Bug #2411
closedString#encode fails but eval("#coding:") works
Description
=begin
Hello,
[Summary] String#encode() should internally try the eval() approach
shown below before giving up hope and raising
Encoding::UndefinedConversionError
I found a surprising (POLS please!) workaround for encoding conversion
errors in Ruby 1.9 while trying to understand why some Chinese text
returned by screen scraping (via Net::HTTP) was appearing in escaped
form when it was written to a file.
$ irb
ruby 1.9.1p243 (2009-07-16 revision 24175) [i686-linux]¶
Encoding.default_external
=> #Encoding:UTF-8
s = "%s\xE5\x92\x8C%s"
=> "%s和%s"
s.encoding
=> #Encoding:UTF-8
This works because my IRB session began in UTF-8 mode, and anything I
enter there is naturally treated with UTF-8 encoding.

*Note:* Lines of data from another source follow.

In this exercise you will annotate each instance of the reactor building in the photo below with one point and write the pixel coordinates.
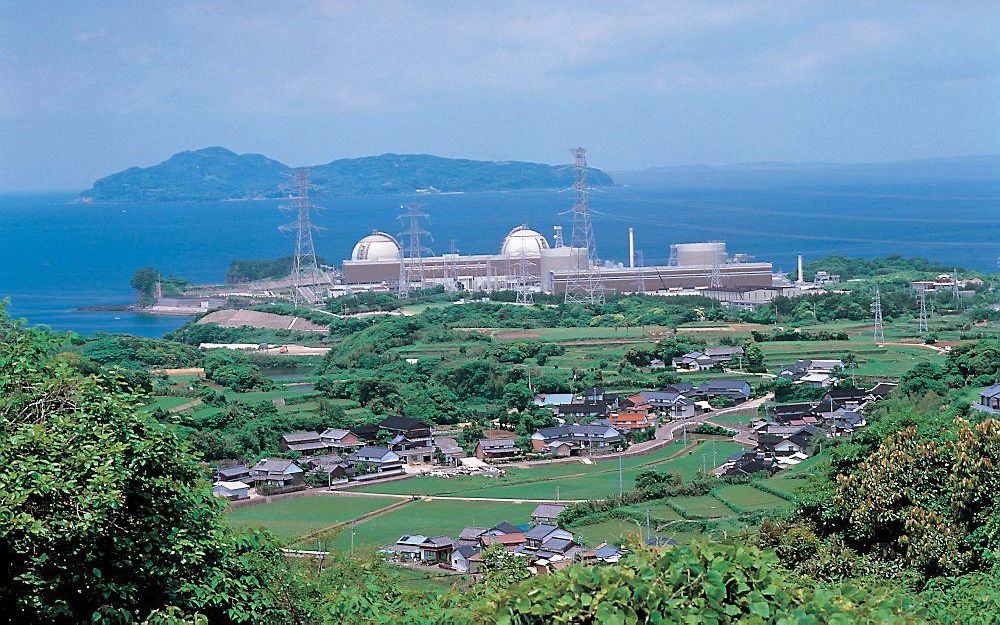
(527, 260)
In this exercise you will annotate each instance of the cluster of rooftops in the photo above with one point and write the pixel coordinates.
(792, 431)
(542, 542)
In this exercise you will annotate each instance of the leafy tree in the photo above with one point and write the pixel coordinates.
(696, 584)
(105, 516)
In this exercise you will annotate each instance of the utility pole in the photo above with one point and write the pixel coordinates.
(621, 490)
(717, 259)
(922, 323)
(879, 333)
(584, 285)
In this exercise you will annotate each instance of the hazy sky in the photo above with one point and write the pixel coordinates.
(88, 88)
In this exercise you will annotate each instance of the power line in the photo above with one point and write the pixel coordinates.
(584, 285)
(879, 333)
(922, 323)
(411, 262)
(305, 268)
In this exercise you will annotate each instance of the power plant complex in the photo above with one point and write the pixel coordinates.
(526, 262)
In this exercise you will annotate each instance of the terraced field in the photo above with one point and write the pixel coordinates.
(574, 480)
(290, 518)
(746, 498)
(703, 507)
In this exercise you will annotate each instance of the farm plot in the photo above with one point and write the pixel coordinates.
(430, 518)
(574, 480)
(703, 507)
(746, 498)
(290, 518)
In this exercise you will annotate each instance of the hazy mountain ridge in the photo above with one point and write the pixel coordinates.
(985, 166)
(219, 174)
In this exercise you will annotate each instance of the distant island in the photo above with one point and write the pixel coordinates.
(219, 174)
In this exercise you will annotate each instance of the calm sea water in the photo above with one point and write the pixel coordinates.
(56, 256)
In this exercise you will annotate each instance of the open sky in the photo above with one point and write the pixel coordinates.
(89, 88)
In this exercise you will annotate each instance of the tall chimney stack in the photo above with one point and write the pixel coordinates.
(631, 248)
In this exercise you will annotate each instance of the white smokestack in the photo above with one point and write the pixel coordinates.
(631, 248)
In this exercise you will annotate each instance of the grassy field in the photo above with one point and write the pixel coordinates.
(289, 518)
(575, 480)
(166, 403)
(745, 497)
(431, 518)
(703, 507)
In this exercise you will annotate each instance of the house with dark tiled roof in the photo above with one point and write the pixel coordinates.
(370, 461)
(989, 400)
(734, 389)
(578, 437)
(671, 404)
(547, 513)
(495, 449)
(338, 438)
(304, 442)
(276, 473)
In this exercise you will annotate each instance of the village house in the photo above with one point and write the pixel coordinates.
(541, 534)
(463, 559)
(547, 513)
(411, 439)
(578, 437)
(370, 462)
(233, 491)
(989, 400)
(437, 550)
(407, 548)
(552, 400)
(497, 449)
(748, 463)
(277, 473)
(303, 442)
(627, 421)
(235, 473)
(706, 359)
(583, 410)
(671, 404)
(336, 438)
(734, 389)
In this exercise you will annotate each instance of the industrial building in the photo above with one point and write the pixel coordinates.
(526, 260)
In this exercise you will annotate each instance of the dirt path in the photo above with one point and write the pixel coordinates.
(936, 348)
(199, 371)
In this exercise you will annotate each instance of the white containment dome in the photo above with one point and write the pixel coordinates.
(522, 240)
(376, 246)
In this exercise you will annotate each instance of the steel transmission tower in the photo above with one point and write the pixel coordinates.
(305, 269)
(584, 286)
(879, 334)
(922, 323)
(411, 261)
(523, 285)
(640, 277)
(716, 281)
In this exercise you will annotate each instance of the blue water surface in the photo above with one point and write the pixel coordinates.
(56, 256)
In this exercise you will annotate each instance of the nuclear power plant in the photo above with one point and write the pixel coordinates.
(527, 260)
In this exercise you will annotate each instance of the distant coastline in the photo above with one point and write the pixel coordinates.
(218, 174)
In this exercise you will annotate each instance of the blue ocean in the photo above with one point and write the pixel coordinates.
(57, 256)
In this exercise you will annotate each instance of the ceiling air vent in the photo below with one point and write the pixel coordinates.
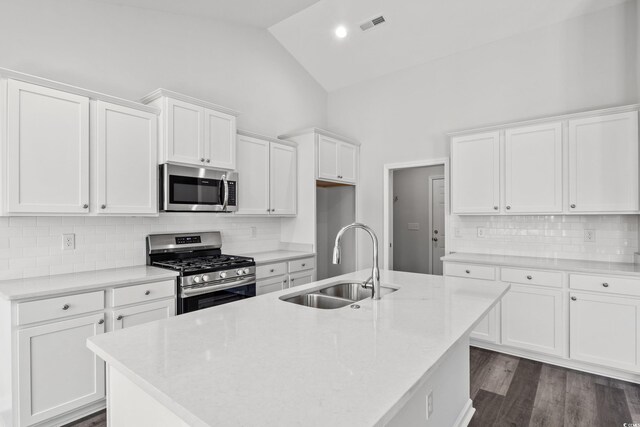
(372, 23)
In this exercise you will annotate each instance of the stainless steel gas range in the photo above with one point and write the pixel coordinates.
(207, 276)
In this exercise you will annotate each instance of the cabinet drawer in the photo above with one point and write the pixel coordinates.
(55, 308)
(471, 271)
(613, 285)
(271, 270)
(145, 292)
(532, 277)
(302, 264)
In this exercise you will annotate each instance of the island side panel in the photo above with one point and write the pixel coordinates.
(449, 386)
(129, 405)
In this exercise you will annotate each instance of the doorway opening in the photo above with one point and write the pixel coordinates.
(416, 221)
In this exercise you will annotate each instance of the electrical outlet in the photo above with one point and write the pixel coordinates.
(68, 242)
(429, 404)
(589, 236)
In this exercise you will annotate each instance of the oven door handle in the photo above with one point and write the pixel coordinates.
(191, 292)
(226, 192)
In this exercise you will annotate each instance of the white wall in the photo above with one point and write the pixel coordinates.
(585, 63)
(129, 52)
(412, 248)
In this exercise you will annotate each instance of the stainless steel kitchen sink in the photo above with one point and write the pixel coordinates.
(334, 295)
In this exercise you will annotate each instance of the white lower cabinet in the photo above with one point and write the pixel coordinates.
(57, 372)
(532, 319)
(143, 313)
(605, 330)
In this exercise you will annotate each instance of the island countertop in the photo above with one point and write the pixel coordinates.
(263, 361)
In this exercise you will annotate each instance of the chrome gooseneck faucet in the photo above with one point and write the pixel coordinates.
(375, 272)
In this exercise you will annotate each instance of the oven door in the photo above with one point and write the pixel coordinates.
(193, 189)
(199, 298)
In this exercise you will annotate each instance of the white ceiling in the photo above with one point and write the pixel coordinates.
(257, 13)
(416, 31)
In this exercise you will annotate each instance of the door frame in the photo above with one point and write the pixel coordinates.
(430, 208)
(388, 202)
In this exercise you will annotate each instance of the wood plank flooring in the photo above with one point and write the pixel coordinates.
(508, 391)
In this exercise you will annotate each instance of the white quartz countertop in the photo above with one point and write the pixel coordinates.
(263, 361)
(277, 256)
(595, 267)
(77, 282)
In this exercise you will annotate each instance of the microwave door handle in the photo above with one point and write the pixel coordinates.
(226, 192)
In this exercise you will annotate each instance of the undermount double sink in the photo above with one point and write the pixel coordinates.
(335, 295)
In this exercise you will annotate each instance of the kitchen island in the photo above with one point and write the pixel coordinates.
(264, 361)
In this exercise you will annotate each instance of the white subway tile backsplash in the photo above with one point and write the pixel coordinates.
(548, 236)
(32, 246)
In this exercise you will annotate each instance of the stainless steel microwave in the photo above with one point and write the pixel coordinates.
(193, 189)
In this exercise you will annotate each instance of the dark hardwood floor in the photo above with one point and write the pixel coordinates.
(508, 391)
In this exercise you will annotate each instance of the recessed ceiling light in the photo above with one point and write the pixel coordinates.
(341, 32)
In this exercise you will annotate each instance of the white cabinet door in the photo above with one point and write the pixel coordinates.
(603, 163)
(488, 330)
(126, 160)
(302, 278)
(184, 133)
(532, 319)
(271, 285)
(347, 162)
(253, 176)
(219, 139)
(139, 314)
(327, 158)
(283, 179)
(605, 330)
(57, 372)
(533, 169)
(47, 150)
(475, 173)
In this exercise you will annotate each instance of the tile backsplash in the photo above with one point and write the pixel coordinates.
(32, 246)
(558, 236)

To simulate the actual problem I faced when Net::HTTP returned that
string to me with ASCII-8BIT encoding, I tried the following conversion:
ascii_8bit = s.encode('ascii-8bit')
Encoding::UndefinedConversionError: "\xE5\x92\x8C" from UTF-8 to ASCII-8BIT
from (irb):4:inencode' from (irb):4 from /usr/bin/irb:12:in
'
No luck. Let us try eval() because Ruby 1.9 has per-file encoding:
ascii_8bit = eval("# encoding: ascii-8bit\n#{ s.inspect }")
=> "%s\xE5\x92\x8C%s"
ascii_8bit.encoding
=> #Encoding:ASCII-8BIT
That worked! Surprising! I wonder immediately: couldn't
String#encode() fall back to the eval() approach internally instead
of giving up & raising Encoding::UndefinedConversionError?

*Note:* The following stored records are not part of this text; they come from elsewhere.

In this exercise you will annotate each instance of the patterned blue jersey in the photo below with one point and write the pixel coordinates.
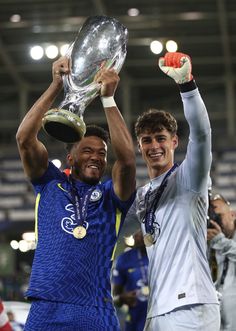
(130, 271)
(66, 269)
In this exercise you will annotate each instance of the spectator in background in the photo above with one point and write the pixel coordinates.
(130, 283)
(4, 321)
(222, 239)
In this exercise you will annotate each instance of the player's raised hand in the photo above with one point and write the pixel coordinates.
(177, 66)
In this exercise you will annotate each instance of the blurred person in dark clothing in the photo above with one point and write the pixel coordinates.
(4, 320)
(222, 239)
(130, 285)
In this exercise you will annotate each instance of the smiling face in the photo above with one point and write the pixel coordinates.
(157, 150)
(88, 159)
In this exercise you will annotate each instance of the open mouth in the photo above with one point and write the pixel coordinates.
(155, 155)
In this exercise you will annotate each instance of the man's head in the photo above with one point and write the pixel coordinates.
(156, 132)
(222, 208)
(88, 157)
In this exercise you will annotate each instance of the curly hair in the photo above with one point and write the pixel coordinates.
(154, 120)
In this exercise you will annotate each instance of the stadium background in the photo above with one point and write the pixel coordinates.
(204, 29)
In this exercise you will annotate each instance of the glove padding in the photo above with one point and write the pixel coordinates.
(177, 66)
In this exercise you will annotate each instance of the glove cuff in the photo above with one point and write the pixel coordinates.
(189, 86)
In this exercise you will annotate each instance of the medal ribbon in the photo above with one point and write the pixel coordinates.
(149, 218)
(80, 202)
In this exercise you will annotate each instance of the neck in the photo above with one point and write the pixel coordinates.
(156, 172)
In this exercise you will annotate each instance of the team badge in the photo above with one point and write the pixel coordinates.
(96, 195)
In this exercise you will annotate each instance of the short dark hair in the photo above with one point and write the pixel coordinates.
(92, 130)
(154, 120)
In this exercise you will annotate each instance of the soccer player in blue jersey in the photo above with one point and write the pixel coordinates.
(78, 218)
(130, 283)
(172, 209)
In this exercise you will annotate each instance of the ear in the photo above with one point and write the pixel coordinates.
(175, 140)
(69, 160)
(139, 146)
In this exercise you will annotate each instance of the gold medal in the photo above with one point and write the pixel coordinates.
(148, 240)
(79, 232)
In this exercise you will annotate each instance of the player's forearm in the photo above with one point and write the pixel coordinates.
(195, 111)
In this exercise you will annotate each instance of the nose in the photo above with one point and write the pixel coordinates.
(155, 144)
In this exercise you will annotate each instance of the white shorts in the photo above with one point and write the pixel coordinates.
(198, 317)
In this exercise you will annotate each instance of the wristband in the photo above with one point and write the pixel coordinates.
(108, 102)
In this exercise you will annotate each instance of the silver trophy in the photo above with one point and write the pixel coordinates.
(101, 40)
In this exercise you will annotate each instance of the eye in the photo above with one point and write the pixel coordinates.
(146, 140)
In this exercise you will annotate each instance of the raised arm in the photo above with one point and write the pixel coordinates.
(123, 173)
(33, 153)
(178, 66)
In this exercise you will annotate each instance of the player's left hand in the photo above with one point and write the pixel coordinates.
(178, 66)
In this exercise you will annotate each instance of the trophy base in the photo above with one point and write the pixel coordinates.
(64, 125)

And now, if we take that ASCII-8BIT string and try to convert into
UTF-8 (just like the problem I faced with the result of Net::HTTP),
we face a similar, but opposite problem:
utf_8 = ascii_8bit.encode('utf-8')
Encoding::UndefinedConversionError: "\xE5" from ASCII-8BIT to UTF-8
from (irb):7:inencode' from (irb):7 from /usr/bin/irb:12:in
'
No luck again. Let us try eval():
utf_8 = eval("# encoding: utf-8\n#{ ascii_8bit.inspect }")
=> "%s和%s"
utf_8.encoding
=> #Encoding:UTF-8
Thanks for your consideration.
=end